CHuck the grumpy old guy


----------



## Cavediver (Feb 22, 2016)

My Noga arrived today.  I haven't even put an indicator on it, yet am really glad you guys twisted my arm enough to make me buy it 

Operation seems very smooth, and the magnetic base really does a great job of locking it down. 

I'm sure I will wind up with a few of the import clones for one reason or another, but I also know that I will wind up with another one (and probably more) from Noga.  Good stuff!


----------



## PatMiles (Feb 24, 2016)

Cavediver said:


> enough to make me buy it
> I'm sure I will wind up with a few of the import clones for one reason or another



I'm having a hard time following your logic here. If the imports don't come close to the overall function of a Noga, why would you spend any money on an import. Are you a glutton for punishment?
I have two Nogas and have NEVER regretted spending the $$$ on them. They work!


----------



## Cavediver (Feb 24, 2016)

I have a few non-machining applications where they would come in handy.  I could also see using them instead of those terrible helping hands gizmos when I need to position a wire, small clamp, magnifier, etc.

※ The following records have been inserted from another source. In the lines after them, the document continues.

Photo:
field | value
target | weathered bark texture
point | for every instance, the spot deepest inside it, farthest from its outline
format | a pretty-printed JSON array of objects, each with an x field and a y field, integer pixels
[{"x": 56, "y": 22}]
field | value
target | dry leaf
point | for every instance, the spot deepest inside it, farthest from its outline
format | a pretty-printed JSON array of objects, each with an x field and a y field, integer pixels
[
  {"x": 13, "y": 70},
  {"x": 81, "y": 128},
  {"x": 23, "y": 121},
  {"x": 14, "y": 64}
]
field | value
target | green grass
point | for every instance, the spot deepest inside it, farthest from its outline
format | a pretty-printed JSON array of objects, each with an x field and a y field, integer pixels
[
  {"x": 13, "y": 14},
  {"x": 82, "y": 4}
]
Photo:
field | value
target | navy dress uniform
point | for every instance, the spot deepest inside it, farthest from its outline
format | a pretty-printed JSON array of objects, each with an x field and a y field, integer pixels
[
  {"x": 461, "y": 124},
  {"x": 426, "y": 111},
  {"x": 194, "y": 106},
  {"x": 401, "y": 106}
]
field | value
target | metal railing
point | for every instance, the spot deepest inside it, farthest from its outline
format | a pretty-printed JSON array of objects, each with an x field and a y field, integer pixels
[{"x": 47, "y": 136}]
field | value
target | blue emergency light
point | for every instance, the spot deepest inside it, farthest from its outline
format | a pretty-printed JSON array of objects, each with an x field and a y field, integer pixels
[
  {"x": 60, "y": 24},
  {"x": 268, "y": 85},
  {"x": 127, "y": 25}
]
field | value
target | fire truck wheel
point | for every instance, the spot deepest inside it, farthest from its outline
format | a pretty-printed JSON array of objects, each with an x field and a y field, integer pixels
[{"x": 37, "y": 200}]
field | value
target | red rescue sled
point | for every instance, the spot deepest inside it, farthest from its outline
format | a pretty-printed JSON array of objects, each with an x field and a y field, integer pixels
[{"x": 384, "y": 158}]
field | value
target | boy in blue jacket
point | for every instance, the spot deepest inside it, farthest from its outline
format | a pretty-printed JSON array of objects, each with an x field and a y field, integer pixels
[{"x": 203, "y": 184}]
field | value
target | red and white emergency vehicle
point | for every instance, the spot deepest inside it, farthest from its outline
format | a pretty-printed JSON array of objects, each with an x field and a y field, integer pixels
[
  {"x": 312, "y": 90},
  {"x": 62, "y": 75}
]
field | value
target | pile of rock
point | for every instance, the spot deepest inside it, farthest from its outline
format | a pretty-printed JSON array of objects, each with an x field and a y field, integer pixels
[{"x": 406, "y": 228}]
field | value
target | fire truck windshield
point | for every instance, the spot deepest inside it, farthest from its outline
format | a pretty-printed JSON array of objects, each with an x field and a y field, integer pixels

I just wrapped up a short session in my shop, reinstalling my lathe spindle.  The Noga was an absolute blessing while trying to measure play along the spindle axis.  Worth every penny.


----------



## rick9345 (Mar 3, 2016)

NOGA fine adjustment* base*.


----------



## Wreck™Wreck (Mar 8, 2016)

You will have to excuse my ignorance but what does a "noga" tool do that others do not?


----------



## rick9345 (Mar 8, 2016)

Work as intended.


----------



## EmilioG (Mar 9, 2016)

Noga mag bases clamp and hold rock solid steady. Well worth the money.


----------



## kd4gij (Mar 11, 2016)

Wreck™Wreck said:


> You will have to excuse my ignorance but what does a "noga" tool do that others do not?



Last for ever.


----------



## kd4gij (Mar 11, 2016)

You will think the import works ok, Until you try a noga.


----------